The metaphor of ‘appetite’ versus ‘taste’ was used in relation to all forms of connoisseurship, with the idea that ‘consumption’ should be refined and one's palate exercised: ‘Conversation with Men of a Polite Genius is another Method for improving our Natural Taste,’ Addison wrote.55 At the dinner table, the expectation of conversational pleasures to be served by one's fellow diners was equal to the expectation of good food. Every dinner party in London was said to need at least one Kit-Cat guest, or ‘Flat was the Wine and tasteless was the Cheer.’56
Addison had joined the Club, however, not for its wine or conversation, but to remedy his unemployment. Resisting lethargy, he helped select the poems for another edition of Tonson's Miscellany, but this took only a little of his time and attention. Nothing could have come as more of a relief, in these circumstances, than an unexpected visitor bearing good news in the late summer. Harry Boyle, the Chancellor of the Exchequer with the stinking wigs, personally climbed the three flights of stairs to Addison's garret to deliver an important message directly from Lord Treasurer Godolphin. Boyle was possibly selected, or volunteered, as messenger because he was a Kit-Cat and this was a Kit-Cat-inspired business.
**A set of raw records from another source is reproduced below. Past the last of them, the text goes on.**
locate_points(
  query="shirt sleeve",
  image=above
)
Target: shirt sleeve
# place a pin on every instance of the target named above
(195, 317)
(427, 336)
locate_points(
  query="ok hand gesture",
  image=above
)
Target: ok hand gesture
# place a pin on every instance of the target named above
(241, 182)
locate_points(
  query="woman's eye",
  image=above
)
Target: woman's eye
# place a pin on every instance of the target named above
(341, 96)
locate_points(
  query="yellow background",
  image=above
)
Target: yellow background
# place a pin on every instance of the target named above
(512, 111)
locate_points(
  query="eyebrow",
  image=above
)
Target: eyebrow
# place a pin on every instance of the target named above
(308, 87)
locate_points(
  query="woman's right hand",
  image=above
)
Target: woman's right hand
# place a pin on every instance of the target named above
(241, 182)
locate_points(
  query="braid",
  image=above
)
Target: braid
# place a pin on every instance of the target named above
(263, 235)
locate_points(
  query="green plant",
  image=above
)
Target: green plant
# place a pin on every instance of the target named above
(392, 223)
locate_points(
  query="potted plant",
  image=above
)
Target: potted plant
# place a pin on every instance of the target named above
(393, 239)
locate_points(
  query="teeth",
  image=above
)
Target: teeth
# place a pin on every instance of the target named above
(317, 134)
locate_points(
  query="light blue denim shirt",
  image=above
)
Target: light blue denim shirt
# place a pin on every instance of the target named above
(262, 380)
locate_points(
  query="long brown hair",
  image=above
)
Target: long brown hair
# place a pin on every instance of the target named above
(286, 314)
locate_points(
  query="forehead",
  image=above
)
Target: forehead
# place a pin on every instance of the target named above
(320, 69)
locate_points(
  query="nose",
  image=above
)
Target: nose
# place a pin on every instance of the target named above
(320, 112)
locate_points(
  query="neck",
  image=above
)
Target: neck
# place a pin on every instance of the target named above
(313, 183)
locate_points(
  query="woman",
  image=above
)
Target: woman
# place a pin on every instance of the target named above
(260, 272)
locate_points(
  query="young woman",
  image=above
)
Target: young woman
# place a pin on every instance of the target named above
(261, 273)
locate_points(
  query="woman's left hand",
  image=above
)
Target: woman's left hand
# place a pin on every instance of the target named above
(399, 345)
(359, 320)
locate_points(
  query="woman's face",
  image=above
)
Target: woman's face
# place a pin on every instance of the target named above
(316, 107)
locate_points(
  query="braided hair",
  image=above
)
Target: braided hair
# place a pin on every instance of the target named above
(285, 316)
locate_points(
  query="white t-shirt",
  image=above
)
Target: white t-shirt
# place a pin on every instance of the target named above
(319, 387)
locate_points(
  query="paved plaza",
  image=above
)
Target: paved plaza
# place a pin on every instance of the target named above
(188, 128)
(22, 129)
Halifax had suggested to Godolphin that Addison be commissioned to write a poem for the government, in exchange for a post as Commissioner for Appeals and Regulating the Excise (a virtual sinecure, worth £200 a year or some £26,500 today). Godolphin himself was ‘not a reading man’,57 but the three Kit-Cat Junto leaders had persuaded him that the war effort needed a patriotic poem to celebrate Marlborough's great victory against Louis XIV and the Bavarians in August 1704 at the battle of Blenheim.